On the other hand is Honda: http://beastoftraal.com/2018/10/06/kya-re-honda-setting-aah/
KV Sridhar: Previously audio-visual was big, now Voice will be big. People don’t believe in advertising, people believe in people. Influencers are very important to push a brand. Not in the same way as celebrity endorsements. If you share the same experience with the brand as other people then it is going to amplify the testimony to believe in the brand. The people quotient is going to become very important whether they are influencers or normal people. Everyone with three people following you is an influencer because potentially you can bring three other friends to buy a product. The third most important thing is hyperlocal content and Artificial Intelligence to recognize the needs and the context in which people are consuming and then serve the content in that context, language and in that geography.
Lost in translation
Deepika Sabharwal Tewari, Associate Vice President - Marketing, Jewellery Division, Titan Company Limited:
It depends on the context and the brand. Sometimes translation and fusion words can confuse the audience if not thought cleverly. But, it might also evoke curiosity - leading the consumer to look for further information on it. For some brands targeting masses, playing with words is normal but they are always supported by strong visuals that are self-explanatory. Here the point in consideration is getting the cultural context right in the communication. Use of imagery/ symbol is a great way of communicating with the consumers, as they can relate more to imagery than with language.

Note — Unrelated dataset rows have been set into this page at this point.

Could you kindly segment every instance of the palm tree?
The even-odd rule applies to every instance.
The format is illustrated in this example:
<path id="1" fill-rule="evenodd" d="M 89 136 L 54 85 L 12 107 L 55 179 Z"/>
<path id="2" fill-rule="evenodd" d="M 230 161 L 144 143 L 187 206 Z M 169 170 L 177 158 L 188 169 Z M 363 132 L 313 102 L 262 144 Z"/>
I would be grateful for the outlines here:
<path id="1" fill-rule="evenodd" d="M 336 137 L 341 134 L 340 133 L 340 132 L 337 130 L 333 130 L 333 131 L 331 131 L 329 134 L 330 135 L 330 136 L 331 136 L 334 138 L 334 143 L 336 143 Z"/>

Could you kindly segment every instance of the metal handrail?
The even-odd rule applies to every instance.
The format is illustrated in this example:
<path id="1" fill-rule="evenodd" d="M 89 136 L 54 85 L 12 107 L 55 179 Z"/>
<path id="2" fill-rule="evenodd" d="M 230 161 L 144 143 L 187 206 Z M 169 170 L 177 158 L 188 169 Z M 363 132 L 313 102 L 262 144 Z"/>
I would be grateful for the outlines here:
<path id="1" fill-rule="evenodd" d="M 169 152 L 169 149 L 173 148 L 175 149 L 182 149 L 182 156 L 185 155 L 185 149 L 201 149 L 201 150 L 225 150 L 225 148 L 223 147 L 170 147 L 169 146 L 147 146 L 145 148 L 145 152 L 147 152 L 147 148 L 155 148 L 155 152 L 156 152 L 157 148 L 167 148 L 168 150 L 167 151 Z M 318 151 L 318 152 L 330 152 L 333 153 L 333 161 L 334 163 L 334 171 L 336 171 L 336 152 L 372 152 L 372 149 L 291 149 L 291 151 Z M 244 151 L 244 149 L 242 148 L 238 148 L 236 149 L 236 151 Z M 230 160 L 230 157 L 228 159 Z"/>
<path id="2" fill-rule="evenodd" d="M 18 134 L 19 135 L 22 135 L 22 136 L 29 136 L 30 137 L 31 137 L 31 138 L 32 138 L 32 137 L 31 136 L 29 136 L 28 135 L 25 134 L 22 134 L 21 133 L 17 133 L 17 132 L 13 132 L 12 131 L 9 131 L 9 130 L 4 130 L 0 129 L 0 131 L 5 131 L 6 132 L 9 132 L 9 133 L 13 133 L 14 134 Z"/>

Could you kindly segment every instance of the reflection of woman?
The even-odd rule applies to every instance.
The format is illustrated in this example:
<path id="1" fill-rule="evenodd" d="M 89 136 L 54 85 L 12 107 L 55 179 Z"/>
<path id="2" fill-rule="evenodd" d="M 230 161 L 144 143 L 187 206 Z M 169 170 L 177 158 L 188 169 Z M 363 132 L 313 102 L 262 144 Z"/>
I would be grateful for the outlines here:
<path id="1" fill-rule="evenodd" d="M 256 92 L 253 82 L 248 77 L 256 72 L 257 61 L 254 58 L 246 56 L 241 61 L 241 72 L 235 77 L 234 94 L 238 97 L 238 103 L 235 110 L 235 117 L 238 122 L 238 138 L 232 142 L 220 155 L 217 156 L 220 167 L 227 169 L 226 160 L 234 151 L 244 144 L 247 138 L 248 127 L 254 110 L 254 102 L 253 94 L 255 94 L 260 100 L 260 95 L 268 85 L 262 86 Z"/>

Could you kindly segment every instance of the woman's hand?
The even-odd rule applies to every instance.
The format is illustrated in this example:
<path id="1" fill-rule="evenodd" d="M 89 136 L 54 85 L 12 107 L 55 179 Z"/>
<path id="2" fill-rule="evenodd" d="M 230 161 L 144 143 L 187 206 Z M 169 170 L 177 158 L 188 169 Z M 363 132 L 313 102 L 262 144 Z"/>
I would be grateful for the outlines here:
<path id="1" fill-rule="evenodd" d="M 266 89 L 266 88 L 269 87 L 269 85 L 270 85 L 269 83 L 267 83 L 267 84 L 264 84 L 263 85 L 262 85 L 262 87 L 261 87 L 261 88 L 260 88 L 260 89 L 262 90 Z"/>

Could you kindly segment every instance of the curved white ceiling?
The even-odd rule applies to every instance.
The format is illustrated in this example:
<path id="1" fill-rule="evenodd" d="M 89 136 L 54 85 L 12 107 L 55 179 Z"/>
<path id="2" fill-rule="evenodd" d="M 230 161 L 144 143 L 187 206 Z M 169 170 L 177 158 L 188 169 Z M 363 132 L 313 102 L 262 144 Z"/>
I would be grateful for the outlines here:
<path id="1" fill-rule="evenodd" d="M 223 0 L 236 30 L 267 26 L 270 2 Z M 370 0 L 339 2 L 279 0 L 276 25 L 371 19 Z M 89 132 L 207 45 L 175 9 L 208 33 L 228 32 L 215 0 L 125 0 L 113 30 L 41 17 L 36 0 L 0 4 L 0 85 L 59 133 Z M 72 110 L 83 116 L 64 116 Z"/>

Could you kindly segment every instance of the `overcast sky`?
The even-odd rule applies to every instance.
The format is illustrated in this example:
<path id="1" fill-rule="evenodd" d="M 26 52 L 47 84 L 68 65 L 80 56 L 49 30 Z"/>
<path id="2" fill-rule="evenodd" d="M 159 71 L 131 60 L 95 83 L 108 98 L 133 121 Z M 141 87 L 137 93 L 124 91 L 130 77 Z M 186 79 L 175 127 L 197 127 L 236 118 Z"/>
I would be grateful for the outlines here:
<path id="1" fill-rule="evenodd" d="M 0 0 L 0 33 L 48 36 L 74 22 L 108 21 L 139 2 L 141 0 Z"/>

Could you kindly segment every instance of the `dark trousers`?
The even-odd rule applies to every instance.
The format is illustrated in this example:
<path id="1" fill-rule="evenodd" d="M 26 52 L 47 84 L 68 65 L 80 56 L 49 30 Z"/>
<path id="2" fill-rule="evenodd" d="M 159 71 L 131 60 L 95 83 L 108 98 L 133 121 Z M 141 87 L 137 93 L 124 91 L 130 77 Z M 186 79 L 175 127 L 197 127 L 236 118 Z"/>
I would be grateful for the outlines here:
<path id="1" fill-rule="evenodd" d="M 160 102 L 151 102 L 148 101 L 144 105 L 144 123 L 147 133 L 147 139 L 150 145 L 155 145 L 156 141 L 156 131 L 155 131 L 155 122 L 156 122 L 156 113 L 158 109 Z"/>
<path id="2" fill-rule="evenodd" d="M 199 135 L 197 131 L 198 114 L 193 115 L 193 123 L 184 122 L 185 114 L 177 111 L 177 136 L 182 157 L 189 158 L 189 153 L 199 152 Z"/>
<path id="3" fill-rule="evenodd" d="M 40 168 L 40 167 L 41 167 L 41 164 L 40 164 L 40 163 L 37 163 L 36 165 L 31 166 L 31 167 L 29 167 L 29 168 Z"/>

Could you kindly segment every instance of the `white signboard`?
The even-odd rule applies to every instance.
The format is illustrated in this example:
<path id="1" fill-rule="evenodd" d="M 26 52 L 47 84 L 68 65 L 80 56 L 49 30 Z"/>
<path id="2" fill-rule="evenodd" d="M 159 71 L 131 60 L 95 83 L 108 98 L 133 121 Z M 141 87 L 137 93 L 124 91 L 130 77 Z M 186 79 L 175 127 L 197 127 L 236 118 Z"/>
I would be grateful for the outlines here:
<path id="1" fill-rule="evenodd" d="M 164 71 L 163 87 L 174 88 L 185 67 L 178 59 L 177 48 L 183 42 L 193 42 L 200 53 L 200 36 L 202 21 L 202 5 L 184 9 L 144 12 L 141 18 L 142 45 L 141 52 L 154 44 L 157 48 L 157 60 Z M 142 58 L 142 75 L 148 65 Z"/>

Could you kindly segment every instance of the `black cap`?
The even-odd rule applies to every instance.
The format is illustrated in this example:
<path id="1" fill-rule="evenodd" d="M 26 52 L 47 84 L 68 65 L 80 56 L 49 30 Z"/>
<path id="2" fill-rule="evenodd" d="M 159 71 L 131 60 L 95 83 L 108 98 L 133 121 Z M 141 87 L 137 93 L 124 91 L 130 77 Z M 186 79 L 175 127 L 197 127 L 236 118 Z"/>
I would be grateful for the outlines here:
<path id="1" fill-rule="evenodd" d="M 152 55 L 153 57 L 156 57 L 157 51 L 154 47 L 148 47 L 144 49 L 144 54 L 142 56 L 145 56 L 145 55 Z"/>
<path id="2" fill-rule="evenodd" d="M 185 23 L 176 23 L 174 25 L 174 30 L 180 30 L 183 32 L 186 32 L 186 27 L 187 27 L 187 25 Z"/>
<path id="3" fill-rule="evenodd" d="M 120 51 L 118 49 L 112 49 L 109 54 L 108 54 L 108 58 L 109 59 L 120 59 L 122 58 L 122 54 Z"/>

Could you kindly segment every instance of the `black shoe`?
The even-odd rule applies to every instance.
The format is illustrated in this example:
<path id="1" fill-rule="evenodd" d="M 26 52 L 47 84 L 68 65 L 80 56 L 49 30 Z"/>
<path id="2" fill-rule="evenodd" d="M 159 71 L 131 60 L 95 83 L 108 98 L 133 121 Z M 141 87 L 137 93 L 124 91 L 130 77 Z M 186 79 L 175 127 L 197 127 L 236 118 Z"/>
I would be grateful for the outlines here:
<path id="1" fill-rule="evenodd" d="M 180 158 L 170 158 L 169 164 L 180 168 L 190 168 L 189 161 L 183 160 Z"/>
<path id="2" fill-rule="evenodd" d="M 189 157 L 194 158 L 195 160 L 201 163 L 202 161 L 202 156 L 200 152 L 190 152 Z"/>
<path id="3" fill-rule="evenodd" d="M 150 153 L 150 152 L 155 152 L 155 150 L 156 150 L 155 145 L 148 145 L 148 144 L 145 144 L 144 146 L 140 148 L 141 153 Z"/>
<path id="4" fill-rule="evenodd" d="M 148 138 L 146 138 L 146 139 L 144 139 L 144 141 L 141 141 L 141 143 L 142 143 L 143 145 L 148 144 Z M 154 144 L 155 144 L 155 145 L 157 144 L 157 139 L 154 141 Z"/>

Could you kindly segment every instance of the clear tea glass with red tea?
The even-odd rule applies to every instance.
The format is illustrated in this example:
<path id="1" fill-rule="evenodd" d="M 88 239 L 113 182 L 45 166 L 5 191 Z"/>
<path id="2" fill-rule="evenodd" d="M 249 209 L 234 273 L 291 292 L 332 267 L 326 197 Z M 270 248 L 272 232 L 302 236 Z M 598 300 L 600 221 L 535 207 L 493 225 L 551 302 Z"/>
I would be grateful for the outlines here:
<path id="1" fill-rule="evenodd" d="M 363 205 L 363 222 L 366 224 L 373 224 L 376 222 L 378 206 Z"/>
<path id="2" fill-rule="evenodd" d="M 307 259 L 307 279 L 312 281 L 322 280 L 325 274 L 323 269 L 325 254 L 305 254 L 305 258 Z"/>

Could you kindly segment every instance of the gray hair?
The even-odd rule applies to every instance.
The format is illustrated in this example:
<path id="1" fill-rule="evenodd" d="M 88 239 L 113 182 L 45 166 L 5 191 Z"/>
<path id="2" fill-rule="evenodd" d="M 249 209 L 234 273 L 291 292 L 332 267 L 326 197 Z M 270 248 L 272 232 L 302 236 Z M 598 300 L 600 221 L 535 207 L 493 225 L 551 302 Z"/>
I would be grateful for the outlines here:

The biggest challenge for a national brand when going local with the ad campaign is understanding the audience and listening to them. Today, competition between brands is not purely limited to 2 or 3 national players. Local players are bucking the trend as they have a better advantage of being closer to their target audience. For instance, wedding jewellery in India is embedded with traditional values and local tastes. Our challenge was to build a strong communication to position Tanishq as a wedding jewellery brand for every Indian bride. Our Vivaah ad campaign revolves around a language neutral universally appealing father-daughter insight. We have also showcased regional wedding Jewellery for every Indian community. A 360 degree media plan coupled with relevant tie-ups and partnerships has helped establish a strong association with wedding category. As a national Jewellery brand, we play to our strengths and communicate to both brides and their parents through localised communication mix without changing our core brand ethos. We believe in being a global brand that acts local- a local global brand.
Keeping brand communication relevant in a multi-lingual ecosystem
At Tanishq, the regional audience is our primary target group. While keeping the values of the brand – purity, transparency and trust at the heart of what we communicate, our outreach changes from market to market. We understand the local nuances – what they eat, wear, festivals they celebrate and further choose our mediums and media carefully – print, television, radio accordingly. Brands to have a deeper understanding of customers they serve in each market in a multi-lingual ecosystem.